Chinese investors eye $200-m Panda bonds
CHINESE investors have expressed interest in Manila’s planned Panda bond issue worth $200 million set to be sold in China later this year, National Treasurer Rosalia de Leon said Friday.
De Leon said in a briefing the Philippine delegation that conducted a non-deal roadshow in China recently met about 13 potential investors, a combination of banks and asset management corporations.
“... So basically they are very enthusiastic about the growth narrative of the Philippines. It is the first time that we are doing this on an investor roadshow, on a non-deal basis, anticipating that eventually the Philippines would make its first footprint in the Panda market,” De Leon said.
“… the Bank of China will also be there to provide that kind of liquidity.
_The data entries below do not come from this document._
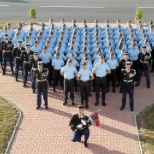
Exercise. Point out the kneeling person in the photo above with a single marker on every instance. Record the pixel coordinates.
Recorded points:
(80, 124)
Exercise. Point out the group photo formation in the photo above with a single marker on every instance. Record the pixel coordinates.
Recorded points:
(86, 59)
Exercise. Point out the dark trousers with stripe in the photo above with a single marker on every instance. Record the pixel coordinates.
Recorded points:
(84, 91)
(100, 83)
(68, 86)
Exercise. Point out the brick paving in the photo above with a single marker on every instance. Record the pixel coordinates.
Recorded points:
(47, 131)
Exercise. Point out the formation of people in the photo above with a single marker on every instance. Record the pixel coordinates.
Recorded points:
(97, 56)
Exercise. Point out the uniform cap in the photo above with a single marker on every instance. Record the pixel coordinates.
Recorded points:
(84, 63)
(6, 34)
(27, 45)
(80, 107)
(69, 60)
(144, 46)
(126, 53)
(45, 47)
(35, 53)
(19, 41)
(101, 56)
(39, 63)
(128, 63)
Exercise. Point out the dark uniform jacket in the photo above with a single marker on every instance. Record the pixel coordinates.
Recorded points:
(41, 78)
(122, 63)
(7, 48)
(26, 58)
(143, 60)
(127, 79)
(76, 120)
(16, 53)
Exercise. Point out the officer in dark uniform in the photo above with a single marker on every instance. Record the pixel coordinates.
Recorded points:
(16, 53)
(127, 79)
(41, 75)
(57, 64)
(33, 66)
(101, 69)
(69, 72)
(7, 47)
(80, 124)
(84, 75)
(26, 56)
(143, 65)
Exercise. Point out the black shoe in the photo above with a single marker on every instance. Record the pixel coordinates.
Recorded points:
(122, 108)
(85, 144)
(103, 103)
(37, 107)
(86, 106)
(46, 107)
(65, 102)
(90, 95)
(73, 103)
(96, 104)
(113, 90)
(76, 89)
(136, 85)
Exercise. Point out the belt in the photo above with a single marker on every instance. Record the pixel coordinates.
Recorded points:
(85, 80)
(69, 79)
(128, 80)
(101, 77)
(41, 80)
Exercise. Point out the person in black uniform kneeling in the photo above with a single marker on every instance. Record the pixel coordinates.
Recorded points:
(80, 124)
(127, 79)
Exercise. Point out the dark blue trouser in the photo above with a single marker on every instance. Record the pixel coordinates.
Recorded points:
(25, 75)
(146, 72)
(131, 97)
(38, 96)
(77, 135)
(17, 65)
(4, 62)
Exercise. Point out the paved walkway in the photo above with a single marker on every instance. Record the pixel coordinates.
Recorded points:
(47, 131)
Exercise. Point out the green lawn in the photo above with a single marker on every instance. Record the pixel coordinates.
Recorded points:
(13, 23)
(145, 121)
(8, 118)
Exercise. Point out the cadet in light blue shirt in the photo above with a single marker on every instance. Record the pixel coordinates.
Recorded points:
(69, 72)
(84, 75)
(101, 69)
(45, 56)
(112, 63)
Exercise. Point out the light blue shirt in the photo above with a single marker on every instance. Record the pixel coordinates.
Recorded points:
(69, 71)
(112, 63)
(46, 57)
(133, 54)
(84, 74)
(101, 69)
(57, 64)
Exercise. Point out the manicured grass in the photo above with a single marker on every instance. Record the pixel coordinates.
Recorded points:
(145, 121)
(13, 23)
(8, 118)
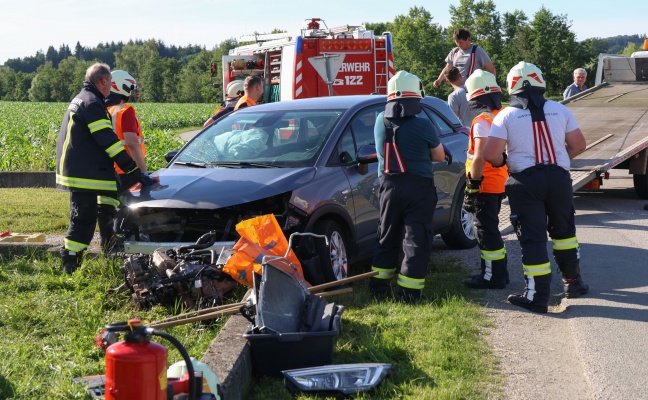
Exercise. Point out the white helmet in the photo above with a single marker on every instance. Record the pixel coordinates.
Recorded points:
(404, 85)
(123, 83)
(524, 76)
(479, 83)
(235, 88)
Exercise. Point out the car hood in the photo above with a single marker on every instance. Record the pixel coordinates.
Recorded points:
(211, 188)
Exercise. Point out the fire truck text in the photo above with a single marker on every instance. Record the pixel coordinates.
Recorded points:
(355, 67)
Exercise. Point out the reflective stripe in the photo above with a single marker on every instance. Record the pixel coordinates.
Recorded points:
(494, 255)
(99, 125)
(107, 200)
(565, 244)
(74, 246)
(83, 183)
(66, 143)
(383, 273)
(410, 283)
(537, 270)
(115, 149)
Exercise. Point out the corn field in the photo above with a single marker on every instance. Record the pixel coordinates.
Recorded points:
(29, 131)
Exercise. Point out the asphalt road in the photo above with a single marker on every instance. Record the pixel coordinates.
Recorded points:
(596, 346)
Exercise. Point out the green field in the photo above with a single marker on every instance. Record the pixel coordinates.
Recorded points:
(28, 131)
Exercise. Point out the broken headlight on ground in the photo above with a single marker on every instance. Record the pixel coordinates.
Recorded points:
(191, 273)
(344, 378)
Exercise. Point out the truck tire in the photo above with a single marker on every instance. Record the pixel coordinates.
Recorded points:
(461, 234)
(336, 252)
(641, 185)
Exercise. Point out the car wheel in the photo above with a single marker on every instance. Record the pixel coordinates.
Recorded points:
(336, 252)
(462, 232)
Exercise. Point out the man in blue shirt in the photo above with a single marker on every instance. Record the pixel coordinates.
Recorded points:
(406, 144)
(579, 83)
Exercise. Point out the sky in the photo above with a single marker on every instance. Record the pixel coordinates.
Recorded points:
(27, 26)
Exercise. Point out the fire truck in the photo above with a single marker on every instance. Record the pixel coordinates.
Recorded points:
(317, 62)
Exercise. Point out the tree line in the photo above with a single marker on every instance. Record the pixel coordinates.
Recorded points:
(181, 74)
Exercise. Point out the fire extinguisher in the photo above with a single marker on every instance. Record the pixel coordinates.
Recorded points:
(136, 367)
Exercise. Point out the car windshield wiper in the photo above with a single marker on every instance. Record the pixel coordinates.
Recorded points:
(191, 164)
(239, 164)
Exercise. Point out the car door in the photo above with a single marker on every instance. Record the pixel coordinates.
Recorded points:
(363, 179)
(447, 178)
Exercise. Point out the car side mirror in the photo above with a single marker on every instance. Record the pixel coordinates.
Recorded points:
(169, 155)
(367, 154)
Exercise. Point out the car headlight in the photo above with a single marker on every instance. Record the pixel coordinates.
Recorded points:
(344, 378)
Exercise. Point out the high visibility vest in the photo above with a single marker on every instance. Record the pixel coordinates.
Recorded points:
(494, 178)
(117, 112)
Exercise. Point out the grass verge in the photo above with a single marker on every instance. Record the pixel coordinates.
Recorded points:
(438, 348)
(49, 322)
(31, 210)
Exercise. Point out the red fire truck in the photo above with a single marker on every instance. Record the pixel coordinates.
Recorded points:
(316, 62)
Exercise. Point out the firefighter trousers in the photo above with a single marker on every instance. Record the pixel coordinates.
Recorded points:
(541, 200)
(83, 219)
(489, 237)
(407, 204)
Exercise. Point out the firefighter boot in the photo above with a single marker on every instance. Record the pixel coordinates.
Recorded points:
(70, 260)
(536, 294)
(494, 276)
(572, 281)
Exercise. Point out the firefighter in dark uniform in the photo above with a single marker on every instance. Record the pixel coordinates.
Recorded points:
(485, 184)
(407, 144)
(540, 137)
(86, 151)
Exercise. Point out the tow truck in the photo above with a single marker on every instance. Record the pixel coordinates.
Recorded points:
(613, 116)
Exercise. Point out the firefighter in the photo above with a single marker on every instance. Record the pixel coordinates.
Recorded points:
(233, 94)
(127, 127)
(540, 137)
(86, 151)
(253, 88)
(406, 147)
(485, 184)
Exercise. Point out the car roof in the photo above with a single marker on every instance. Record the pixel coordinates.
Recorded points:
(348, 102)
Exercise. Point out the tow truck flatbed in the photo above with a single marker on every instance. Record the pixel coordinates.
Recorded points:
(613, 116)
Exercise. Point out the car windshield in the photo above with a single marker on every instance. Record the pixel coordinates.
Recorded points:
(256, 139)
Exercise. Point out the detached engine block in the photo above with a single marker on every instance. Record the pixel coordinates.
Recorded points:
(192, 274)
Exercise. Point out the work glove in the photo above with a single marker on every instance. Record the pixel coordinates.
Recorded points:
(146, 180)
(471, 192)
(448, 154)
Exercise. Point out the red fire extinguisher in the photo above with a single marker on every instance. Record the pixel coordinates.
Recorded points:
(136, 367)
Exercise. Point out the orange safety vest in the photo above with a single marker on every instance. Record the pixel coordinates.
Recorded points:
(494, 178)
(244, 102)
(117, 112)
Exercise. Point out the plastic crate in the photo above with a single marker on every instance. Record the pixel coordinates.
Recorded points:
(276, 352)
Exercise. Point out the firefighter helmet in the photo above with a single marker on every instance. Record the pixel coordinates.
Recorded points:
(525, 76)
(481, 82)
(235, 88)
(123, 83)
(404, 85)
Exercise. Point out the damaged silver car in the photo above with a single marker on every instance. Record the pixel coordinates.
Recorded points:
(312, 163)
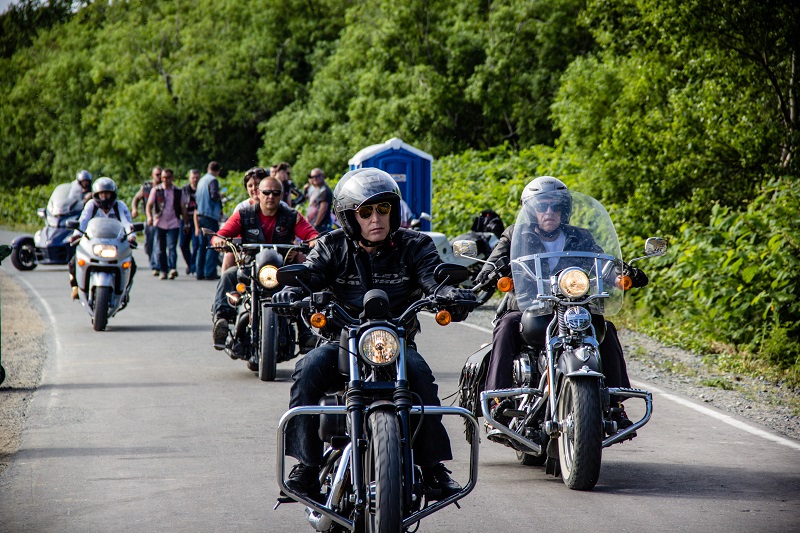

They are the only ones that can engage on the repo transaction... they are eagerly awaiting when will be the launch... ,” she added.
She said the Philippines would continue having discussions with the Chinese regulators, including the People’s Bank of China, on the planned issuance.
Finance Secretary Carlos Dominguez III earlier said the Panda bond market was regulated by China’s central bank, PBOC. Any potential issuer, thus, must first apply through the PBOC before any other Chinese regulator.
Dominguez announced in the middle of the year the plan to issue Panda bonds in China as part of efforts to raise additional funds to help finance the Duterte administration’s ambitious “Build, Build, Build” infrastructure program.
Under the program, the government aims to build railways, airports, seaports, highways, and irrigation projects to further stimulate domestic economic activities in the countryside.
The government also plans to put up a 24-kilometer subway in Metro Manila to decongest the metropolis of heavy traffic that has been causing an approximately ₱2.4 billion in economic loss daily.
Dominguez also said the government was considering issuing Samurai bonds in the future for the same purpose.
He said the government’s plan of borrowing 80 percent from the domestic market and 20 percent in foreign currencies remained unchanged.
“We will therefore remain active in the foreign markets,” he said.
The National Economic and Development Authority Board approved the Metro Manila Subway Project and four new “flagship” projects during their fifth meeting early last month.